An Impending Accessibility Backlash
Over the past 15 years, software accessibility has matured from a niche specialty to a mainstream expectation. Until around 2010, believe it or not, it wouldn’t have been considered unusual for a student or employee who is legally blind to use completely different software from their peers while doing what would pass as the same tasks. Now, with the success of the Universal Design movement and improved standards in HTML and other technologies, that sort of accommodation would be considered at best a profound failure in procurement and at worst a form of illegal discrimination. Software developers are trained in accessibility issues for front-end development and basic concepts like labeling control elements and reporting state changes to assistive technology—screen-readers—are part of a professional developer’s code testing procedures. Despite this progress, two very different forces are swirling with the potential to push back on the trend towards better technological inclusion of the disabled.
The more short-term of those forces is the debate over “return-to-office.” The mass adoption of synchronous video conferencing platforms proved since 2020 that it is possible to participate in business meetings from anywhere. Whereas previously it was possible—inadvertently or not—for someone in a wheelchair to be excluded from attending a meeting held in an older building without an elevator, that is no longer the case: either bring them in over Zoom, find a better location, or prepare for expensive and unflattering litigation. Many disabled employees learned how much decision-making they were being left out of due to these constraints and will fight tooth-and-nail to retain the inclusion they enjoyed when fully remote leveled the playing field for them. Strictly imposing return-to-office policies can lead to a perception of unfair, differential treatment for employees with disabilities for whom accommodations are necessary or discriminatory hiring policies to avoid such conflicts.
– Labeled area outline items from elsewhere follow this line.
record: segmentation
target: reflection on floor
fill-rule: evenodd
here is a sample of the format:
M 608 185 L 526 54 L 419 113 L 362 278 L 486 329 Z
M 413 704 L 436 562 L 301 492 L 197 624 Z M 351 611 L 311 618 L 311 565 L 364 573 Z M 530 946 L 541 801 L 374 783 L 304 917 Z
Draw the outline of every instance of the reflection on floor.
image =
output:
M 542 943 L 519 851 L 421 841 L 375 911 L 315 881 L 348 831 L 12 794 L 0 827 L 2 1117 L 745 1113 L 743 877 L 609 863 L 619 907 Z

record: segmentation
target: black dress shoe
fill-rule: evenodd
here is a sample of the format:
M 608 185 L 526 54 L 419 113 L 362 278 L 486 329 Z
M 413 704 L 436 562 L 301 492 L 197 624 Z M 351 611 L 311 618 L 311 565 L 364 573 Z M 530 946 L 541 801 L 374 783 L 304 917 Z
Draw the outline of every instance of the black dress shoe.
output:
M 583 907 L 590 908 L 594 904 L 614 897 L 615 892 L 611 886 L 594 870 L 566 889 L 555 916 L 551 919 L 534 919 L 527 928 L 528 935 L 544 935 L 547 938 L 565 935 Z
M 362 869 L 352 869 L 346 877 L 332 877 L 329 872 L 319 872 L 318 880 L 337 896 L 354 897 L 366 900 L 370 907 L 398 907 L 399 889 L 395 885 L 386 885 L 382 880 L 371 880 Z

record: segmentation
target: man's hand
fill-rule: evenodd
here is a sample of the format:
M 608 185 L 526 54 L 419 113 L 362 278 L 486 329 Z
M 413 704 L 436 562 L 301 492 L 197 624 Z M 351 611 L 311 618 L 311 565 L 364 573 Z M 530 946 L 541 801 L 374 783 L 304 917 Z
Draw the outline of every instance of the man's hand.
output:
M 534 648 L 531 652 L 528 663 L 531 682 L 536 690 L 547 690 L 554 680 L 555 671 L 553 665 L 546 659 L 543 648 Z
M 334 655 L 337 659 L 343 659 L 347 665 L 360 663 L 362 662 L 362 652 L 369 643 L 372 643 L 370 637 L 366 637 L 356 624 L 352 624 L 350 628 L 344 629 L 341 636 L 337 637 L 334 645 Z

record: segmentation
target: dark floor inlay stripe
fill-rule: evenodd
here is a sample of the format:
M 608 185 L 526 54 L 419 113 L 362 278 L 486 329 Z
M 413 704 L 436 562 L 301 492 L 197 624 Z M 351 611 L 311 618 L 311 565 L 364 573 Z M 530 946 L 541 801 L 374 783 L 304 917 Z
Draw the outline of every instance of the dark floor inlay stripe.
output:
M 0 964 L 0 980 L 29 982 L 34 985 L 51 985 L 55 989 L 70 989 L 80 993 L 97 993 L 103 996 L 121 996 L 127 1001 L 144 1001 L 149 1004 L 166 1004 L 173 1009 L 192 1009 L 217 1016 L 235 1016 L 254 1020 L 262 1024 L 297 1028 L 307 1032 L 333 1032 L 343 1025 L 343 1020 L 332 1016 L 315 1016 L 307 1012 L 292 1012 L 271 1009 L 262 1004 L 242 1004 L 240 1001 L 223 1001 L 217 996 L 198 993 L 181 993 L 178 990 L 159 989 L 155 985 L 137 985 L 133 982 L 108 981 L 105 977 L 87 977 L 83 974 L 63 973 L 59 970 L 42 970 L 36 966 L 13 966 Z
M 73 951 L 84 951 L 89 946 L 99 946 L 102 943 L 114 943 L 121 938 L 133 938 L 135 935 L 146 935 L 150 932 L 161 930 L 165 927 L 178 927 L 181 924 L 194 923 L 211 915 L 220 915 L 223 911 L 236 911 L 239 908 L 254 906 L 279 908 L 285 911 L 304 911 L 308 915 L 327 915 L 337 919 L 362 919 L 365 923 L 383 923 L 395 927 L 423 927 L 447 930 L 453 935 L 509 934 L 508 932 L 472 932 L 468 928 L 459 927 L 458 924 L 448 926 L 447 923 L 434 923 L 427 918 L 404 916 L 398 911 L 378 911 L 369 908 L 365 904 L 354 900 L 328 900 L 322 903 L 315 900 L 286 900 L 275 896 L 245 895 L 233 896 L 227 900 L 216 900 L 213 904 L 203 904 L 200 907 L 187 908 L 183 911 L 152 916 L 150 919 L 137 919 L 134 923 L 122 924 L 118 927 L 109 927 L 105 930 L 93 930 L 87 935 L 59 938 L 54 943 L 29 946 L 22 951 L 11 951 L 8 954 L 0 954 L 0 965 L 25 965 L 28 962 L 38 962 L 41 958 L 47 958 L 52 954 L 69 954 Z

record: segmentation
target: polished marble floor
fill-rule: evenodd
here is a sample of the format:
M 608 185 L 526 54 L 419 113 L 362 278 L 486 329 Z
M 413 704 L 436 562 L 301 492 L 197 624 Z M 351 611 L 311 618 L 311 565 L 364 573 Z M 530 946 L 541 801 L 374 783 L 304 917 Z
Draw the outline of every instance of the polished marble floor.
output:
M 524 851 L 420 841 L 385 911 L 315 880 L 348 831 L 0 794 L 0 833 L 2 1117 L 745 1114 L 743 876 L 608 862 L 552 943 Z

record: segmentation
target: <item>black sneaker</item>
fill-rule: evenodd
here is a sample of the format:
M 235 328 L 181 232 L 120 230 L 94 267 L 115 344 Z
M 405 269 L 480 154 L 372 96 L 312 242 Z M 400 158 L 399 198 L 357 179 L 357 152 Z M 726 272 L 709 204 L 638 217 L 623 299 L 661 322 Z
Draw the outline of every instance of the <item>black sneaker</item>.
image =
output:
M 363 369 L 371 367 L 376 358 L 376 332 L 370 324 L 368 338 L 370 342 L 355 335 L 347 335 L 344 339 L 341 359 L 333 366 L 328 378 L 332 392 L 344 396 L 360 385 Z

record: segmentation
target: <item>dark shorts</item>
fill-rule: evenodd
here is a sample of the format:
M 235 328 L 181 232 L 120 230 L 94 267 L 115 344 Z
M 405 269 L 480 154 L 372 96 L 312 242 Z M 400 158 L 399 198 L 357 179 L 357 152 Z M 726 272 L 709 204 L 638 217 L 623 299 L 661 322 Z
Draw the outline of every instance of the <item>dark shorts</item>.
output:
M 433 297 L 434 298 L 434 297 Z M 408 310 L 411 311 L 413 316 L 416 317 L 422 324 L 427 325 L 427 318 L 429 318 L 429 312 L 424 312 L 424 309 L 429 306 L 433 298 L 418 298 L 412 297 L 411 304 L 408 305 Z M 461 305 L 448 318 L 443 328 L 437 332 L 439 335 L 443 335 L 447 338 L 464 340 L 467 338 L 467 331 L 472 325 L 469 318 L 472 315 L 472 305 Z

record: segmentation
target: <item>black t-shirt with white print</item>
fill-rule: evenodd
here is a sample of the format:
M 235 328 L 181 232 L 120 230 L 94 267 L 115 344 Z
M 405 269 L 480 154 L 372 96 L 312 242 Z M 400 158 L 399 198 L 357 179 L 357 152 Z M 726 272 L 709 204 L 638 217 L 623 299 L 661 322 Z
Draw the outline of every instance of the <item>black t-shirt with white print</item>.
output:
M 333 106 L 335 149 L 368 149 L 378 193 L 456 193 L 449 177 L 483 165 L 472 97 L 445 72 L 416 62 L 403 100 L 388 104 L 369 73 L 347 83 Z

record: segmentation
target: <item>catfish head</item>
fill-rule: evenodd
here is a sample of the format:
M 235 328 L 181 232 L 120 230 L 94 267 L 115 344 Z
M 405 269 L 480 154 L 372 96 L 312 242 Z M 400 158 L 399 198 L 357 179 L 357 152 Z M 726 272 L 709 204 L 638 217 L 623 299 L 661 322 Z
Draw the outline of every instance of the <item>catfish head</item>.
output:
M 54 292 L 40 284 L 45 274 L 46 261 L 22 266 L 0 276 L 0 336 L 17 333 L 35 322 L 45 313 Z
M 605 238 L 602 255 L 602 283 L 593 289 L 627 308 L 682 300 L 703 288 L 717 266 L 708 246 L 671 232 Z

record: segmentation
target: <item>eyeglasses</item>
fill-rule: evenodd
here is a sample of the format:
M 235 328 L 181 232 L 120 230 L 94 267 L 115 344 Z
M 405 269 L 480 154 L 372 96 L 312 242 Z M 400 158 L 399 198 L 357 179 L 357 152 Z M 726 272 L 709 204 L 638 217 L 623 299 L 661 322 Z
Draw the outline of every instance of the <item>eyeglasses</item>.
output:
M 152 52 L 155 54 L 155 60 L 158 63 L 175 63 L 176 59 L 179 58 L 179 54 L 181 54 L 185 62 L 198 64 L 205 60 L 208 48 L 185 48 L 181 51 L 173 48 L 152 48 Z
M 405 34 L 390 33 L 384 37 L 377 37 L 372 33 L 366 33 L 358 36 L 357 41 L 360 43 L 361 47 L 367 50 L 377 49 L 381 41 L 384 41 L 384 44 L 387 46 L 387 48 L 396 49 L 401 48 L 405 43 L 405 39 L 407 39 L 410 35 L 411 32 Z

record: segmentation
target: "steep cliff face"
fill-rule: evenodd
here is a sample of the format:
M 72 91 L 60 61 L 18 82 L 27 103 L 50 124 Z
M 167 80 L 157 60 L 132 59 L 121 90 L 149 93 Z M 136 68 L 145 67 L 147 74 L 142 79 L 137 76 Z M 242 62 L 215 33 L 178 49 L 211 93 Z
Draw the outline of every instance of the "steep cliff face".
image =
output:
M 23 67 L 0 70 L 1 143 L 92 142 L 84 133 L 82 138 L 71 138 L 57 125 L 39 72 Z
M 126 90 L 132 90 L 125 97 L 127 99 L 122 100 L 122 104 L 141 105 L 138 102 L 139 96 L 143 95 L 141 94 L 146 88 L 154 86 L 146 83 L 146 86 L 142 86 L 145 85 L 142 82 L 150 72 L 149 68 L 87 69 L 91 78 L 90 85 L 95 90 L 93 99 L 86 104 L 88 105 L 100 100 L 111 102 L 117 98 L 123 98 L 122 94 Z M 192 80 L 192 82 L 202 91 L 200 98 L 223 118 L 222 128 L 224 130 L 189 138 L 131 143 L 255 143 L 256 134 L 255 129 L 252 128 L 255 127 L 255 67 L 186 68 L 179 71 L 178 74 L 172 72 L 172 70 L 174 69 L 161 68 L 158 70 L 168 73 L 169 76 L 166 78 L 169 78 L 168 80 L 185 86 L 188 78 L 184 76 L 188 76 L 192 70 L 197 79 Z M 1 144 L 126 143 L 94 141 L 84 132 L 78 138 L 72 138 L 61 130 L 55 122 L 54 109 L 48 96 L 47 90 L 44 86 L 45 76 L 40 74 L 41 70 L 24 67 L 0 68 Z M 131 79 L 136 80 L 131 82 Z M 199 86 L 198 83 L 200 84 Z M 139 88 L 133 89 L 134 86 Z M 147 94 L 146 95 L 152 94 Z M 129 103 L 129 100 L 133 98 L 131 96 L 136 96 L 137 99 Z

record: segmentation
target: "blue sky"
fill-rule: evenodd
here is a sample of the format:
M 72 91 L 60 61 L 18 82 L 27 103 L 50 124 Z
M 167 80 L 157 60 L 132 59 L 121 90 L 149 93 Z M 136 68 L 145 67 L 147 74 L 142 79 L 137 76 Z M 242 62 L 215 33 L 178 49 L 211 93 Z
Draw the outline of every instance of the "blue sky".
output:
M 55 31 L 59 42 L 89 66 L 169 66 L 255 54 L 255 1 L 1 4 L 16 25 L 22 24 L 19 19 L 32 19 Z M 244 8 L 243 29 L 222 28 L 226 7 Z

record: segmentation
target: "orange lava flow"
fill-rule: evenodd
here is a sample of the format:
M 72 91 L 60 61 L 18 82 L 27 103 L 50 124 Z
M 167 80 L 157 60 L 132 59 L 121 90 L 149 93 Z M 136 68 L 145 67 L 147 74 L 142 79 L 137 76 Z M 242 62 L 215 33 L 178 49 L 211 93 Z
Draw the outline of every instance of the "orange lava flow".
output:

The other threat to universal design and the trend towards better technological accessibility is the emergence of Large-Language Models (LLMs). I discussed the importance of LLMs in this year’s State of Education Video (go2sm.com/edstate), contending that the LLM-based ChatGPT was a much-improved generator of mediocre writing than we’d seen previously and an impressive demonstration of how far we’ve come with software interpretation of natural language prompts. The more exciting LLM product for the online video industry released by OpenAI was the Whisper speech-to-text engine. After writing that, the GPT-4 model rolled out, generating better than mediocre text. Whisper remains a tremendously exciting tool and the “why” of that supports this point.
Before Whisper, one of the open-source speech-to-text engines I’d hoped would pan out was Mozilla Foundation’s DeepSpeech. Back in 2018, we discussed the importance of Language Models in the speech-to-text problem with the example Autumn Aided Cap Shins. The limiting factor in the accuracy of speech recognition for automatic captions was the ability to predict what words were being spoken, a task performed by inference against a language model. DeepSpeech was constructed atop Mozilla’s Common Voice language database, an ethically pure data set in that all its content was voluntarily provided: currently sitting at 3,209 hours of speech data. Whisper’s data set was scraped from the internet and consists of 211x the amount of speech data. With such a larger language model, Whisper dramatically outperforms DeepSpeech.
The LLM that Whisper is built on was not as ethically immaculately conceived as DeepSpeech. Observations that ChatGPT is simply a plagiarism engine—generating text based on a language model pilfered from the creative writing people shared on the internet—apply equally to Whisper (although I’d argue that Whisper provides a substantial public good in providing accurate video captions). The backlash will be how people try to prevent companies building LLMs from accessing their creative output. Proposals I’ve seen include a more toothful robots.txt type of solution. But making text and video on the internet less accessible to machine reading (and thus assistive technology) is another solution with severe consequences to the disabled. For educational video, the solution for protecting faculty intellectual property and student privacy is strict content security: platforms that better protect access to video (and captions) stand out from the field.